Earlier drafts of my paper with Evan Malone, “Popular music and art-interpretive injustice“, were not just about popular music. Although referees convinced us to drop it, we originally gestured at further examples of art-interpretive injustice arising in relation to street art.

Maybe this will be the basis for another paper at some point. For now, here’s the bit that we cut:

In this paper, we have argued for a conception of art-interpretive injustice wherein a person is wronged in their capacity as a possible artist or creator. Our examples have all been from popular music, but art-interpretive injustices can arise for other kinds of works and other kinds of artists. Just as a musical genre can be dismissed as mere noise rather than as art or music, street art is often dismissed as mere vandalism rather than as art or work in an artistic medium. Nick Riggle argues for a distinction between mere graffiti and artistic graffiti.1 Failure to recognize the distinction sets up the possibility of art-interpretive injustice, if artistic graffiti is ruled out because of identity prejudice— and it often is. As Maggie Dickonson explains, the war on graffiti in New York City starting in the 1970s involved “[l]inking graffiti… to representations and stereotypes of poor black and Latino communities.”2 Yet the injustice is not resolved merely by thinking of graffiti as art rather than as vandalism. As Mary Beth Willard argues, it is not incidental that works of street art challenge norms about the use of public space. Instead, that challenge is part of the works’ content.3 Andrea Baldini argues, similarly, that subversiveness is an essential value of street art.4 Setting aside some features of the work as in-principle irrelevant to its artistic content or value closes off some possible interpretations. For a work of street art, setting aside its transgressiveness would miss part of its artistic point entirely. As such, considering a work of street art as art while ignoring the transgression would commit a different art-interpretive injustice— not failing to consider it under the right category (as visual art or street art) but failing to allow the full range of possible artistic interpretations or meanings.
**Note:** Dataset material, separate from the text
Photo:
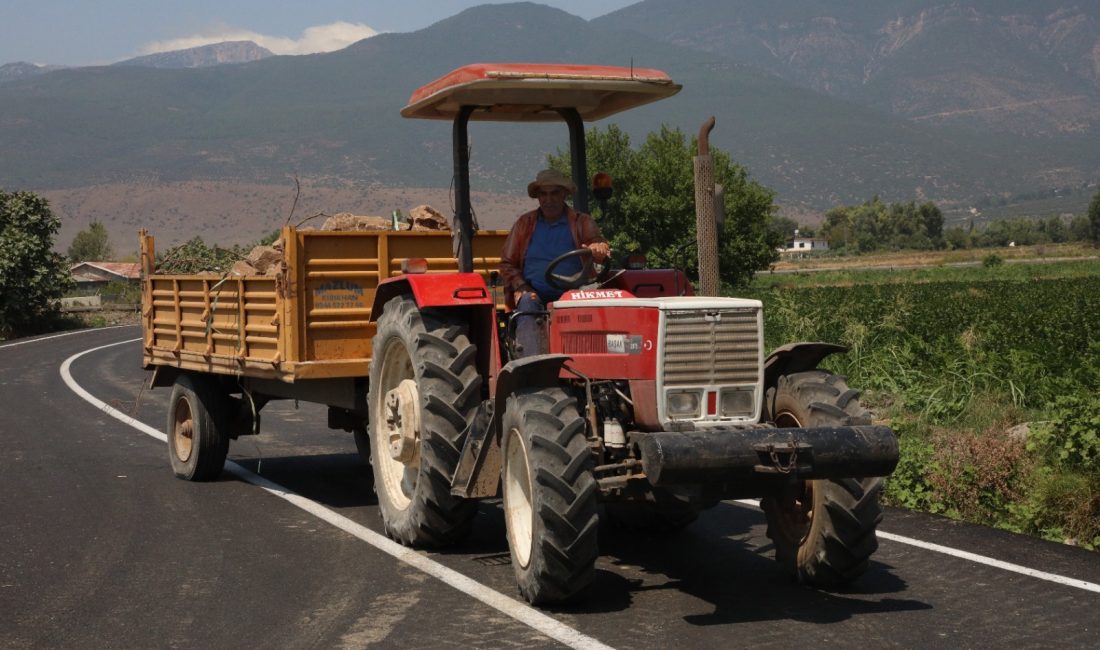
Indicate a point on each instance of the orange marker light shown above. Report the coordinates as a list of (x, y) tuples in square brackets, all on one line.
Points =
[(414, 265)]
  1. Riggle, Nicholas Alden. 2010. “Street Art: The Transfiguration of the Commonplaces.” Journal of Aesthetics and Art Criticism, 68(3): 243 – 257.
  2. p. 35 of Dickinson, Maggie. 2008. “The Making of Space, Race and Place: New York City’s War on Graffiti, 1970-the Present.” Critique of Anthropology, 28(1): 27-45.
  3. Willard, Mary Beth. 2016. “Vandals or Visionaries? The Ethical Criticism of Street Art.” Essays in Philosophy, 17(1): 95-124.